User Statistics

If users agree to the collection of their behavior traces during registration, the CARE frontend collects and stores the user face interaction traces in the database. This data can be used to analyze the importance of different features, compare different implementations and simply generate statistics on users.

If you add new features or components, it makes sense to extend the user statistics logging. Below we outline the stats logging interface and how to log new interactions.

User Statistics Logging

To log statistics you need to provide an action type (i.e. the type of interaction you are logging) and an arbitrary data object that specifies the parameters of the interaction (e.g. the page number that is moved into the viewport). Send these information over the websocket on the stats message type, to log them in the database.
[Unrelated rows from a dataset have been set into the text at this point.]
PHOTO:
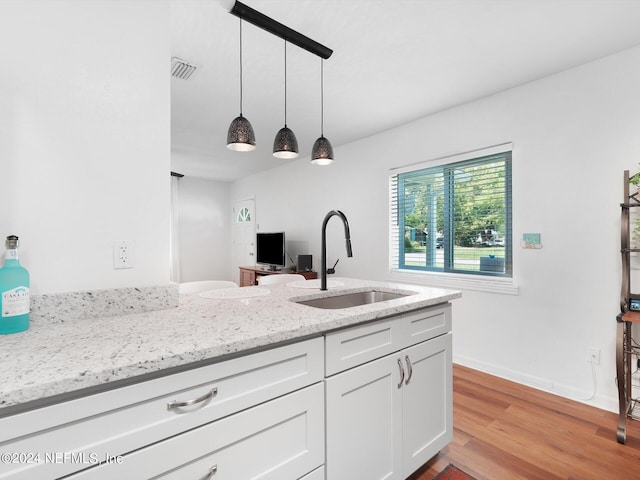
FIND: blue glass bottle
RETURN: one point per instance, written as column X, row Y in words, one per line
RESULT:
column 14, row 291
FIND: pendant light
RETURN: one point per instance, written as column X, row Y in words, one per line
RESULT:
column 322, row 151
column 285, row 145
column 240, row 136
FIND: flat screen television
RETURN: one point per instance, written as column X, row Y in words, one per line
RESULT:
column 270, row 249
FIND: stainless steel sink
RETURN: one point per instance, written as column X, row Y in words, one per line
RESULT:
column 354, row 299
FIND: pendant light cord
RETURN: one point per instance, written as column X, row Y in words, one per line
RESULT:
column 321, row 97
column 240, row 66
column 285, row 83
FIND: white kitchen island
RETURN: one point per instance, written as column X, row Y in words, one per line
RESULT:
column 248, row 386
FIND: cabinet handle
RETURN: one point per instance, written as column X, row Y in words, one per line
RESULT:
column 410, row 367
column 401, row 373
column 176, row 404
column 212, row 471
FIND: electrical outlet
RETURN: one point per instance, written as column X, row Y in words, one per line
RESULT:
column 123, row 254
column 593, row 355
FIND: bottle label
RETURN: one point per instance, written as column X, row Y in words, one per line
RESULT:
column 15, row 302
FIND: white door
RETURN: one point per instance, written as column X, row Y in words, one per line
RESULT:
column 244, row 236
column 427, row 400
column 364, row 422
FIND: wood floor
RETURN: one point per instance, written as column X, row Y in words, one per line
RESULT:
column 505, row 431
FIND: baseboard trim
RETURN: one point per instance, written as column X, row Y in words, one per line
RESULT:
column 544, row 384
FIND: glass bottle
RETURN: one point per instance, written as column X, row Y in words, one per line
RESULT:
column 14, row 291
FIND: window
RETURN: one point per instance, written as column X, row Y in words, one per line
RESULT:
column 454, row 217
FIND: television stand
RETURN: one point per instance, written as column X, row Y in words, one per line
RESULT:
column 249, row 275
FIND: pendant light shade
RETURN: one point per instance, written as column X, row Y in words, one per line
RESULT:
column 285, row 145
column 322, row 151
column 240, row 136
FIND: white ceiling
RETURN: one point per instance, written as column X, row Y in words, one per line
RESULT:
column 393, row 61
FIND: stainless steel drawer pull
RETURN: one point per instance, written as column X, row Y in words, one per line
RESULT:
column 410, row 367
column 176, row 404
column 401, row 373
column 212, row 471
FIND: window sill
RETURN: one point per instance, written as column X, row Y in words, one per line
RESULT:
column 448, row 280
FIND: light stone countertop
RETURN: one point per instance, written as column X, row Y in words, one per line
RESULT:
column 62, row 357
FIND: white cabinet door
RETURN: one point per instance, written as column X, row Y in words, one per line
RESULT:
column 364, row 412
column 426, row 401
column 388, row 417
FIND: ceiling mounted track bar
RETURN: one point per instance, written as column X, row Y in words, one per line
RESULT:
column 276, row 28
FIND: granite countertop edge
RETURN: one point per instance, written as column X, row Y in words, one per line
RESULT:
column 56, row 359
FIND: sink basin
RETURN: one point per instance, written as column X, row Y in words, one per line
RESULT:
column 354, row 299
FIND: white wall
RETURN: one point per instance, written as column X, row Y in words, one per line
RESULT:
column 84, row 140
column 204, row 229
column 573, row 133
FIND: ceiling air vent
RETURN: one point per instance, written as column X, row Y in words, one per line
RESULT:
column 181, row 69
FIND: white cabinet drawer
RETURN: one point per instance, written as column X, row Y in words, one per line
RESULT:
column 426, row 323
column 127, row 418
column 354, row 346
column 279, row 440
column 317, row 474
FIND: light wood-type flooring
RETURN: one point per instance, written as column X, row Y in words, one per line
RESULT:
column 506, row 431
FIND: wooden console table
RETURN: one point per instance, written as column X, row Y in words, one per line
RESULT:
column 249, row 275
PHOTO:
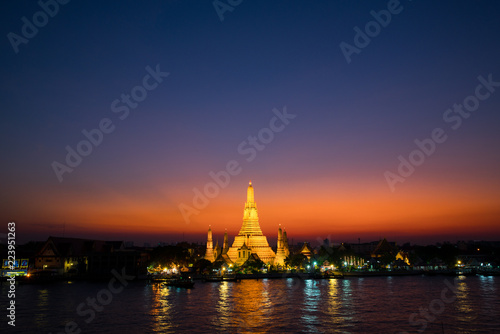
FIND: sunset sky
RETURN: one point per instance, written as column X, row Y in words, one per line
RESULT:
column 322, row 174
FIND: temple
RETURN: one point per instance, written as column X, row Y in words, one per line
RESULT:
column 250, row 242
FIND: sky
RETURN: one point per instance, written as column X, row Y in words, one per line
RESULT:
column 352, row 119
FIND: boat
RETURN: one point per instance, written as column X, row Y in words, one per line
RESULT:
column 180, row 282
column 221, row 278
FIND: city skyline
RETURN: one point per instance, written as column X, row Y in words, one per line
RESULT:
column 356, row 121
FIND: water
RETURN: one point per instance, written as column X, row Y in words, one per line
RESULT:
column 352, row 305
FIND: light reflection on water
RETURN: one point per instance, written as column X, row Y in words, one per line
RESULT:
column 351, row 305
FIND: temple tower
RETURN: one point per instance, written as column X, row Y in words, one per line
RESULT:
column 280, row 251
column 250, row 239
column 209, row 254
column 225, row 245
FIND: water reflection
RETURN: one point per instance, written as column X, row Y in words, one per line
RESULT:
column 42, row 308
column 252, row 306
column 224, row 307
column 161, row 308
column 489, row 296
column 311, row 297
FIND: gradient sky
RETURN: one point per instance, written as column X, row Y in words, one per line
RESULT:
column 322, row 176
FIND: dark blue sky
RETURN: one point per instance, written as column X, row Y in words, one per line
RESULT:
column 353, row 119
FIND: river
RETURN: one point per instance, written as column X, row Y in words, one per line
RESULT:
column 411, row 304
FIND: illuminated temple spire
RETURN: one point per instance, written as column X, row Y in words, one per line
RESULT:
column 250, row 193
column 250, row 239
column 250, row 216
column 209, row 254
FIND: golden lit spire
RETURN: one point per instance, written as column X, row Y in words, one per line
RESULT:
column 250, row 194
this.$socket.emit("stats", {
  action: "<action type>",
  data: {}                      //add any data information into the object
})

Each logged user interaction is assigned a timestamp (according to the time of storing in the backend) and the user id allowing to generate trace data from all logged interactions.

Logging a New Interaction

Let’s assume we want to log a new interaction specialButtonClick upon click on a button. Please always use camelcasing for the action types and make them uniquely identifiable for a specific component in the frontend. This helps to keep track of the different interaction types and process them in the database.

Note

While more fine-grained behavior logging implies more information, be aware that each logged interaction causes network traffic and requires database storage. Please have this in mind and check if you want to track very frequent interactions (e.g. mouse movements) or when you log large accompanying statistics data (e.g. whole paragraph texts).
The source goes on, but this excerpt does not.